Gaurav

Posted on Jun 8, 2020

What's inside a container?

#docker #linux #container #kubernetes

Hi People
This is my first post on Dev.to
Nowadays everyone is using containerized solution for CI/CD.
I always wonder what makes a container to run in a host machine as a separate process/CPU/memory all along.

So here are some of my findings:

Processes

Containers are just normal Linux Processes with additional configuration applied. Launch the following Redis container so we can see what is happening under the covers.

 docker run -d --name=db redis:alpine

The Docker container launches a process called redis-server. From the host, we can view all the processes running, including those started by Docker.

ps aux | grep redis-server

Docker can help us identify information about the process including the PID (Process ID) and PPID (Parent Process ID) via

docker top db

Who is the PPID? Use

ps aux | grep <ppid>

to find the parent process.
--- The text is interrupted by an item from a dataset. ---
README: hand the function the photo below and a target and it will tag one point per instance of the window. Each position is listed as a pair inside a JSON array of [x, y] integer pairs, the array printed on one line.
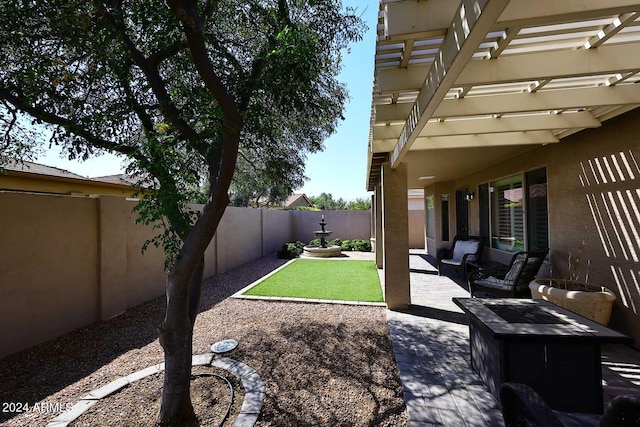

Likely to be Containerd.

The command pstree will list all of the sub processes. See the Docker process tree using

pstree -c -p -A $(pgrep dockerd)

As you can see, from the viewpoint of Linux, these are standard processes and have the same properties as other processes on our system.

Process Directory

Linux is just a series of magic files and contents, this makes it fun to explore and navigate to see what is happening under the covers, and in some cases, change the contents to see the results.

The configuration for each process is defined within the /proc directory. If you know the process ID, then you can identify the configuration directory.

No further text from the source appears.